One of the main reasons people to choose to live in suburban areas like ours is the quality of life. Residents are able to balance longer journeys to work with access to green spaces, traditional high streets, good schools and larger homes.
With this in mind, it is vital to establish a solid plan for the future to both increase the number of homes being built, as well as the type of homes. New houses must be built with the appropriate space standards so that every household has the room it needs to thrive. Completing this work now is crucial so that future generations can have access to the same benefits we have had when they come to choose their ‘forever home.’
However, it is equally as important that people can get onto the housing ladder. Whilst it is accepted that everyone needs to start from somewhere, we need to ensure that the ladder of opportunity is open, so that people can take advantage of these new homes being built.
I welcome the Government’s ambition to build new homes and progress is being made towards their target of 30,000 homes built a year by the mid-2020s.

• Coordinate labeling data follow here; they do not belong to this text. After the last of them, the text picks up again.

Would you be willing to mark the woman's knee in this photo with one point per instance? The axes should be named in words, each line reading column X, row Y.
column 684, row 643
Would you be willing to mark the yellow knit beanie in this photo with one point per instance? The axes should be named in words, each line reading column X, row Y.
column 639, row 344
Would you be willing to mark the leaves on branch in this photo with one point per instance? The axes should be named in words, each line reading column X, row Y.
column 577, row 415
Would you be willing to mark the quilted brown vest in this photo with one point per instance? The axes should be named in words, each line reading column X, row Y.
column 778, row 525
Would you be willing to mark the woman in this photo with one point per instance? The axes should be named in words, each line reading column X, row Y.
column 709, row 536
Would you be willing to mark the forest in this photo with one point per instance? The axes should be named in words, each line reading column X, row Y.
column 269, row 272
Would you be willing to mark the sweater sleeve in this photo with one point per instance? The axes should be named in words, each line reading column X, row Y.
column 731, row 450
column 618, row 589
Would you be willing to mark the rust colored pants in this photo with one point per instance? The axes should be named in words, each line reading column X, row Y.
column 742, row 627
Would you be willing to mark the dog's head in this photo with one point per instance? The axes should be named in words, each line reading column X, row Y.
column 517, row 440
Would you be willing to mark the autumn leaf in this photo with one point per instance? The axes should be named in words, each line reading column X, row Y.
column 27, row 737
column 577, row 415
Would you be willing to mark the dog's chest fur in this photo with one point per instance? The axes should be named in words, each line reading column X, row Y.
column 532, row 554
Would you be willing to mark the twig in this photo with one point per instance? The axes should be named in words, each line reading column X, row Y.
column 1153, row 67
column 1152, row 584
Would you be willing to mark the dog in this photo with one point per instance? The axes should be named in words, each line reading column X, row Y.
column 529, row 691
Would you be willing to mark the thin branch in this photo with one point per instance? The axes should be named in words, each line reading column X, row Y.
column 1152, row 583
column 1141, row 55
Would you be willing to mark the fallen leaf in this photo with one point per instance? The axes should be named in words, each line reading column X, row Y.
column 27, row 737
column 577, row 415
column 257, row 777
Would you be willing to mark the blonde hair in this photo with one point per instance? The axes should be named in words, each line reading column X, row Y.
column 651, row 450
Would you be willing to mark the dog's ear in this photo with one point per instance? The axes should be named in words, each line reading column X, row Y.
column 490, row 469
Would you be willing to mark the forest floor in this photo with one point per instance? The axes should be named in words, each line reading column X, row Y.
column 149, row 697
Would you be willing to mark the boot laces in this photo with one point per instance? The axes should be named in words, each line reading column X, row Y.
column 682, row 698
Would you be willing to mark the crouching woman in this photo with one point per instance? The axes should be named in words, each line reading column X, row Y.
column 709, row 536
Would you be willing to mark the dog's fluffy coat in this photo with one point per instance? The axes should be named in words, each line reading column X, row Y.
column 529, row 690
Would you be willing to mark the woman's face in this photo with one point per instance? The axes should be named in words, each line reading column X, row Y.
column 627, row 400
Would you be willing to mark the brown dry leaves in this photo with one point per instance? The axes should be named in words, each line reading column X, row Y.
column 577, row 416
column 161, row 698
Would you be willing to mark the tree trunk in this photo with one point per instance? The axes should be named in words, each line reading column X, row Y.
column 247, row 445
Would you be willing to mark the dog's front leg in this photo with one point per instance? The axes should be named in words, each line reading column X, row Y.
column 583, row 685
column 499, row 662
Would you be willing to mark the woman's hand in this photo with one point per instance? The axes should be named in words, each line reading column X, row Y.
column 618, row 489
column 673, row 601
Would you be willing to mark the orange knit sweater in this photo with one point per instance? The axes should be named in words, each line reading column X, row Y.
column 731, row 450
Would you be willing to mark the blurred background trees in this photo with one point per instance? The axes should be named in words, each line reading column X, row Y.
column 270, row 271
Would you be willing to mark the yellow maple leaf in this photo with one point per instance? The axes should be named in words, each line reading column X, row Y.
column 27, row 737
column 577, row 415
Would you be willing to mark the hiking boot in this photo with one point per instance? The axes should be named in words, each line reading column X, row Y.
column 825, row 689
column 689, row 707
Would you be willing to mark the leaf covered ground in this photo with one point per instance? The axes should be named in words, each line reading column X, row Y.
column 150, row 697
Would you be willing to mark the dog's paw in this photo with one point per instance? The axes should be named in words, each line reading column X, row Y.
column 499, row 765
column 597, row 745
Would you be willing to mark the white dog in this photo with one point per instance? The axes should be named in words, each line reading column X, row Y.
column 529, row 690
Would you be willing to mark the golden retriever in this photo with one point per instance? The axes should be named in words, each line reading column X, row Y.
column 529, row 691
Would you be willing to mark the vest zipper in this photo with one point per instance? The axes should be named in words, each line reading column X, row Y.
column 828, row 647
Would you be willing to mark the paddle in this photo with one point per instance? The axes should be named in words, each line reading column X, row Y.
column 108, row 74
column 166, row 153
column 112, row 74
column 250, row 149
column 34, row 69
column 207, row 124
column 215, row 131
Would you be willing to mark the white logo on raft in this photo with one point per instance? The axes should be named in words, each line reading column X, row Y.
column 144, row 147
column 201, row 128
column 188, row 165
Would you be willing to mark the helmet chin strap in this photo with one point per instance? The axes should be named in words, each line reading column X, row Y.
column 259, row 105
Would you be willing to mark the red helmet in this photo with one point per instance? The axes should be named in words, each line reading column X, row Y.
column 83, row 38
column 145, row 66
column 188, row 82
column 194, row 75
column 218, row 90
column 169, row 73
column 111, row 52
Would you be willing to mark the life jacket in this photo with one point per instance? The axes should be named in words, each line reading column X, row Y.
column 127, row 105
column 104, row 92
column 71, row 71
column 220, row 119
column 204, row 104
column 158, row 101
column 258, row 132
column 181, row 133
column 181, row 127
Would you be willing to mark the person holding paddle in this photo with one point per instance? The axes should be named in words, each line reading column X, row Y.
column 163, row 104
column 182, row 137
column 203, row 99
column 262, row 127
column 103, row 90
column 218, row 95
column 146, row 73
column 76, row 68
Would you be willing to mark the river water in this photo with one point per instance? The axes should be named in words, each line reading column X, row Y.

However, there must be a focus on building homes in areas where they can be delivered with the support of the community. Councils have been doing an amazing job of supporting housing developers, but the industry is not up to the mark. There are nearly a million homes which have consent to be built but have not yet been started by developers.
I am also wholly opposed to uncontrolled development and applaud the efforts of our local councils to ensure that new development is within the law and sympathetic to the neighbourhood. I believe that this means protecting green spaces, respecting the character of villages and towns and responding proportionately to local housing need. I am personally lobbying ministers to ensure that any changes to planning rules, and housing numbers, protect the rights of neighbours and do not allow unsightly and inappropriate development of any kind.